Here’s some things that you can do:
- Encourage interaction with blog comments by asking for them at the bottom of each post. Have you noticed how I always do this (see below)? It gives you feedback on what people like and don’t like plus it creates a situation where readers can talk amongst themselves boosting the sense of community.
- Create a Facebook Group. I did this for a product I released a while back. Get your visitors/subscribers/customers engaged in a community
- Run a survey. Here are the results of one of mine and how you can set one up yourself for free.
- Ask existing customers for product enhancement suggestions. I did this recently with SpyBar and received over 350 suggestions on how the product could be improved! I simply spent 2 hours compiling these, sent them to my developer and then issued a free upgrade. Again, people feel more engaged because they are involved in creating the product they are using.
Keeping these ideas in mind can really separate you from the faceless companies and gurus in your marketplace. Plus it makes your life easier as you know exactly what free content and products to serve up to your audience.
A no brainer? What other ideas do you have for creating a tribe? Have any blasts of nostalgia given you similar thoughts? Would love to hear what you think below and please LIKE/TWEET if you enjoyed this. Cheers, Rob 🙂
Excellent stuff – I must check this out myself as I was a huge fan of Elite! I think I played it on the C64! – Blimey, they were the glory years.

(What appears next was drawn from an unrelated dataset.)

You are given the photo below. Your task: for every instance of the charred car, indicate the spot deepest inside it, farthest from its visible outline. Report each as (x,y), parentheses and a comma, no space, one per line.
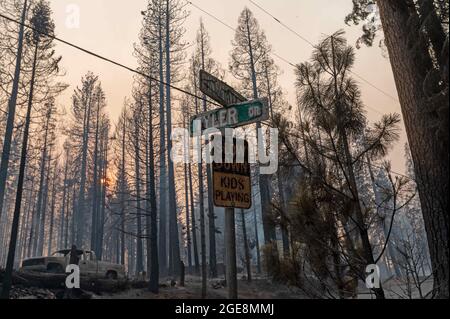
(88,263)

On a more serious note though (duh!) it does sound like a nice prospect. All the big shots do it dont they? By sort of creating a stir way ahead of their intended launch date for their product – its keeps people interested like you say.
Excellent idea, and great post. Now. Im off up the loft to dig out my old Commodore 64!
Yes, I think Kickstarter and similar sites are really taking off now. Some of the money that has been raised is quite amazing. Especially when you consider the banks are lending next to nothing!
Thanks for your thoughts on this 🙂
I contributed to one of these recently as well. It was for a book to be written about the old Fighting Fantasy game books which I loved as a kid. I’ve received loss of project updates and info from the author on other projects he has going and other things to go and look at. He has effectively created a bit of a marketing list and we are his audience.
Thanks for your comment – it’s quite a good site isn’t it? And amazing how the projects pull you in once you pledge!